Local Rule 56.1 outlines the requirements for the introduction of facts parties would like considered in connection with a motion for summary judgment. The Court enforces Local Rule 56.1 strictly. Facts that are argued but do not conform with the rule are not considered by the Court. For example, facts included in a party's brief but not in its statement of facts are not considered by the Court because to do so would rob the other party of the opportunity to show that such facts are disputed. Where one party supports a fact with admissible evidence and the other party fails to controvert the fact with citation to admissible evidence, the Court deems the fact admitted. See Ammons v. Aramark Uniform Services, Inc., 368 F.3d 809, 817-818 (7th Cir. 2004). This does not, however, absolve the party putting forth the fact of its duty to support the fact with admissible evidence. See Keeton v. Morningstar, Inc., 667 F.3d 877, 880 (7th Cir. 2012). Asserted "facts" not supported by deposition testimony, documents, affidavits or other evidence admissible for summary judgment purposes are not considered by the Court.

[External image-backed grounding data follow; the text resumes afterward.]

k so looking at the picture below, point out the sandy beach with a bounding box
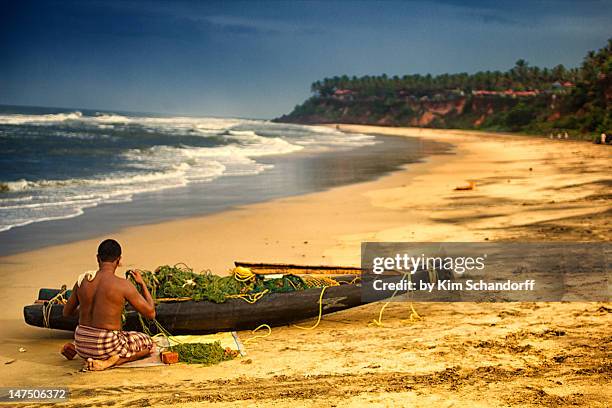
[0,125,610,407]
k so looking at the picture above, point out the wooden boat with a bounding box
[24,263,367,334]
[234,261,362,275]
[23,262,434,334]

The following facts are undisputed unless otherwise noted.
Lake Street in Chicago, where it meets Francisco Avenue, is a one-way, eastbound street that sits below elevated CTA tracks. No stop light or stop sign requires eastbound traffic to stop at that intersection. Three of the four sides of the intersection of Lake and Francisco contain marked crosswalks for pedestrians. The fourth side does not. It was at the fourth side-the one with no marked crosswalk-that plaintiff Lomec collided with a moving car driven by FBI Special Agent David Forero ("Forero").

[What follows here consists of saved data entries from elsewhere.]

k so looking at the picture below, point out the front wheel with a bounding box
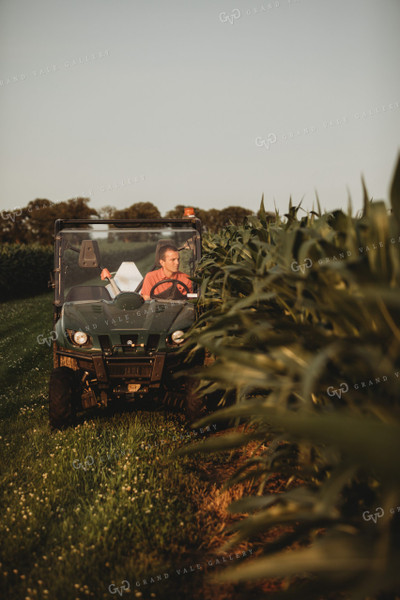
[49,367,79,429]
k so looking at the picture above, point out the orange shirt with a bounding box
[141,268,192,298]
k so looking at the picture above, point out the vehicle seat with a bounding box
[106,261,144,298]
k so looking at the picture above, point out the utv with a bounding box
[49,215,203,429]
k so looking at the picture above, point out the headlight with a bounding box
[73,331,88,345]
[171,330,185,345]
[66,329,92,347]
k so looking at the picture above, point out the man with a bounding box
[100,244,192,300]
[140,244,192,300]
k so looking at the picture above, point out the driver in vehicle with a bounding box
[100,244,192,300]
[140,244,192,300]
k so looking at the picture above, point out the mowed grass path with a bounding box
[0,294,255,600]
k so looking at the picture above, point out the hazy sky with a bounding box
[0,0,399,217]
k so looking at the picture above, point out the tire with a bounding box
[49,367,79,430]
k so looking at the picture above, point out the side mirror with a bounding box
[79,240,101,268]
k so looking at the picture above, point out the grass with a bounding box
[0,293,262,600]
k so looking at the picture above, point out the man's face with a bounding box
[160,250,180,275]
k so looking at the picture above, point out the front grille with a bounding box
[147,334,160,351]
[108,363,153,379]
[120,334,139,352]
[120,334,138,345]
[99,335,112,352]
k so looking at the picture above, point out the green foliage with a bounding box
[0,294,229,600]
[165,205,254,233]
[185,157,400,599]
[0,197,256,246]
[0,243,53,301]
[112,201,161,219]
[0,198,98,246]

On the afternoon of December 15, 2009, a clear day with no snow or ice on the ground, Forero was on duty. He drove eastbound on Lake Street at a speed of approximately 15-20 miles per hour. Lomec, meanwhile, looked both ways for oncoming traffic, saw no cars and attempted to cross. Lomec did not see the car Forero was driving until after the collision. Nor did Forero see Lomec. Lomec later told a doctor he was struck by a car, he fell to the ground and the car rolled over his foot. The only damage the car sustained was to the side-view mirror on the passenger side.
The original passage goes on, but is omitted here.